Introduction

        Cellular networks got their name because of the way they divide service areas into cells. A cell is a relatively small area that is serviced by a single transmitter/receiver unit (often called a cell site). Mobile phones operating within this area use that cell site to communicate with the rest of the cellular network (and with the public phone network).

 Mobile Communication development

     Mobile communication become necessary because people need to communicate at any time, any where and any way, and the requirement cannot be full filled by PSTN alone. 

 Cellular  Communication Evolution

•  Paging systems

• Cordless telephones

• Advanced Mobile Phone Systems (AMPS)

• Digital cellular telephones

• Next generation mobile communication

  Systems-Technical Aspects

•  Frequency  reuse amongst the cells.

•  Hand-over between the cells as a mobile passes from one cell to the other.

• A  full duplex communication system.

• Automatic direct dialing in both directions.

• Automatic roaming whereby  the  registration of the phone on the system allows the user to

   roam  nationally and eventually internationally.

• Dedicated control channels used  for setting up of the calls.

• A continuous tone to supervise the voice channel  between the base station and the mobile Efficient cell  and  frequency  planning to accommodate growing  number of users in a cell area.

  Frequency Re-use

         The radio frequencies available are allocated according to a regular pattern which repeats over the whole coverage area. In this way, each carrier is used repeatedly throughout the coverage  area according to a frequency re-use pattern.

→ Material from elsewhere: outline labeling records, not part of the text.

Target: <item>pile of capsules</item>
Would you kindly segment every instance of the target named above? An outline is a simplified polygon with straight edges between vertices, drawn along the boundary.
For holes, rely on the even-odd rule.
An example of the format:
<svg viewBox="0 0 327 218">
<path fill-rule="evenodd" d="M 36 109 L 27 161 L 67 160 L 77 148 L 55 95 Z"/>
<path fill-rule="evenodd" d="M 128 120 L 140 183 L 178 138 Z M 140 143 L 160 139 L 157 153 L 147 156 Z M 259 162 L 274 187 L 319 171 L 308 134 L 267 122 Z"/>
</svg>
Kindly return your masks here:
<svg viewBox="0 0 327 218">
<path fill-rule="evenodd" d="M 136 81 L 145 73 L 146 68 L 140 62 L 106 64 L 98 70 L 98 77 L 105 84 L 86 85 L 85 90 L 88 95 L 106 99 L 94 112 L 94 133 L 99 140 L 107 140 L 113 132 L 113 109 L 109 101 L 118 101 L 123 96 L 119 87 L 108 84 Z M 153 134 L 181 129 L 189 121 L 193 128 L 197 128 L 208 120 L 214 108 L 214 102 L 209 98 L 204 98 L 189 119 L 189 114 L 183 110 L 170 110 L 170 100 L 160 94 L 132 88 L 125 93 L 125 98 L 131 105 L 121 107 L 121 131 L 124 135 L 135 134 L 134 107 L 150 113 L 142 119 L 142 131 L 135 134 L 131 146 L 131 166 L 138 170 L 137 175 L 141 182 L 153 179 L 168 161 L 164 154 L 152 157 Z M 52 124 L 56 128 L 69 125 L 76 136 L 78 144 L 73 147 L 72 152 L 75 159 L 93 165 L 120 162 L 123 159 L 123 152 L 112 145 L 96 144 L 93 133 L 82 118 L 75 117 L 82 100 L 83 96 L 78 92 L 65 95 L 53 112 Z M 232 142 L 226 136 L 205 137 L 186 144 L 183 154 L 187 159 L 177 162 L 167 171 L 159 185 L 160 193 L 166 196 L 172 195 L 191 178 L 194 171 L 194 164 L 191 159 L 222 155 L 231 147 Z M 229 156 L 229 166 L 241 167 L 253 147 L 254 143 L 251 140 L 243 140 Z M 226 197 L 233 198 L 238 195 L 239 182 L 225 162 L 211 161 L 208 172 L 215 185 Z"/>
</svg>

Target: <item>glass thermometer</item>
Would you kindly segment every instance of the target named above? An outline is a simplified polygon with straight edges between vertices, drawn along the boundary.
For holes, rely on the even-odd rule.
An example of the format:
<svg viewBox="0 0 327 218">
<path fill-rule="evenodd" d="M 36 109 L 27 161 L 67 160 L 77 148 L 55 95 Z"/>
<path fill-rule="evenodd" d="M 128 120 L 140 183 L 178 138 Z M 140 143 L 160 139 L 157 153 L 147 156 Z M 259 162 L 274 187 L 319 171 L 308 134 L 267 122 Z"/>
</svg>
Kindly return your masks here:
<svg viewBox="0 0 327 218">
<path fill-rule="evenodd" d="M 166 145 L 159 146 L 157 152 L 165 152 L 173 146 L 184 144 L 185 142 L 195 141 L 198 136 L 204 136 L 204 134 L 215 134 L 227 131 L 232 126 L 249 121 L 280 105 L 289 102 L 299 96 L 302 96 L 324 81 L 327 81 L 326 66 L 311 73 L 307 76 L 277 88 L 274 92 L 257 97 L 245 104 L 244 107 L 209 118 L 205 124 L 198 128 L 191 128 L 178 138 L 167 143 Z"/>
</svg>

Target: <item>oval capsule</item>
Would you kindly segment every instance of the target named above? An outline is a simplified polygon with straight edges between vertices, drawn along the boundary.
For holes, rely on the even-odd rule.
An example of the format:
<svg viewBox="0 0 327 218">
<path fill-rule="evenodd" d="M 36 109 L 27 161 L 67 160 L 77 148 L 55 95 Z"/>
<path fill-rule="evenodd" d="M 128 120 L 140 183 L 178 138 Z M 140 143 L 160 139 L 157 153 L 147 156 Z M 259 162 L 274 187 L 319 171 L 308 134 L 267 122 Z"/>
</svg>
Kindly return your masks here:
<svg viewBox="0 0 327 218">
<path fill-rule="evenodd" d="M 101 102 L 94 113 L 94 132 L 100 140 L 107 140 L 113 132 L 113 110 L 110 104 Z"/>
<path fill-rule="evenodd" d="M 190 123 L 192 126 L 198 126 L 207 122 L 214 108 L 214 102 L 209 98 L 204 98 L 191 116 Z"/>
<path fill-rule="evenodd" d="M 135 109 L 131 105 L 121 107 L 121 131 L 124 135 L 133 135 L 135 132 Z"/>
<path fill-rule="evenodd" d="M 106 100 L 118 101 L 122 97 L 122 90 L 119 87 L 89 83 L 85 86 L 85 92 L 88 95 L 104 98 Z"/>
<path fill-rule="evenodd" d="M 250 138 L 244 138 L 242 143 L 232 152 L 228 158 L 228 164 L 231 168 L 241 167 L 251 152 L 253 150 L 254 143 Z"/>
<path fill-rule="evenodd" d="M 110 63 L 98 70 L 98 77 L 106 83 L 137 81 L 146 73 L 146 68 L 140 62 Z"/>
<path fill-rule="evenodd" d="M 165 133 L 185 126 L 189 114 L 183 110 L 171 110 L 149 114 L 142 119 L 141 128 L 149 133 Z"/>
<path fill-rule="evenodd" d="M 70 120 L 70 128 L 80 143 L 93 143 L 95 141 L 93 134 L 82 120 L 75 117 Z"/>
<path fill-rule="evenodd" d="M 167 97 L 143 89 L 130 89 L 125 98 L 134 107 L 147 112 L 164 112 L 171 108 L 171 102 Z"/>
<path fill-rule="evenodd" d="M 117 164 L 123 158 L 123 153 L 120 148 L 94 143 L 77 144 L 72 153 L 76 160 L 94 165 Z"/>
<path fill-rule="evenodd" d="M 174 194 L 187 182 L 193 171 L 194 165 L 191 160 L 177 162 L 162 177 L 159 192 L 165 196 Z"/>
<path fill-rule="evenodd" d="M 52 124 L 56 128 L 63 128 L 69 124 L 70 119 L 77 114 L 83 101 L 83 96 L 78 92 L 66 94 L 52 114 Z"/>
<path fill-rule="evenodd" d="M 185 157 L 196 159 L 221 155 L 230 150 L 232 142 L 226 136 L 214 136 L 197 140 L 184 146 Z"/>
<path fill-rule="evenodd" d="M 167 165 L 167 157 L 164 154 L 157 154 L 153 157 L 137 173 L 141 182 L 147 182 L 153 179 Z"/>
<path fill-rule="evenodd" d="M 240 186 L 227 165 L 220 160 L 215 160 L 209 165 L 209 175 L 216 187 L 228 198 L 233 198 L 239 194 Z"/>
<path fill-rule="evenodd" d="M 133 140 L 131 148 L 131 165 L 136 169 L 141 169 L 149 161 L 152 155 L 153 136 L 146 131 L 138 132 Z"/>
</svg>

         Theoretically frequencies may be reused every:

         4, 7, 9 , 12 or 21 cells.

         In practice, 4 or 7 cells patterns are most common.

   Scalability

      One good thing about cellular system is that it could be easily scaled up once there is a greater requirement of communication capacity in a certain area. When such a necessity is discovered some where in certain cells, these cells could be further divided into smaller cells, which allows further frequency reuse in those cells. Thus the capacity of a cellular communication system would be enhanced theoretically infinitely. 

 Cluster and Cell Representation

      Cell is the defined area served  by a base station. Hexagonal cell shape is assumed during cell planning , although the actual shape depends upon the radiation pattern of the transmitter antenna. Cell size is variable depending upon the traffic density and the grade of service required. Transmitters in adjacent cells operate at different frequencies, therefore they don’t interfere with   each other. Each cell is allocated a certain set of frequencies called a Frequency  Group.

 Cell Size

      Cell size depends upon:

• The output power of the base station

• The geography of the cell site

• The characteristics of antenna

• The threshold values for handoff and call release

 Cell Types

      Two types of cells are used in cellular systems today.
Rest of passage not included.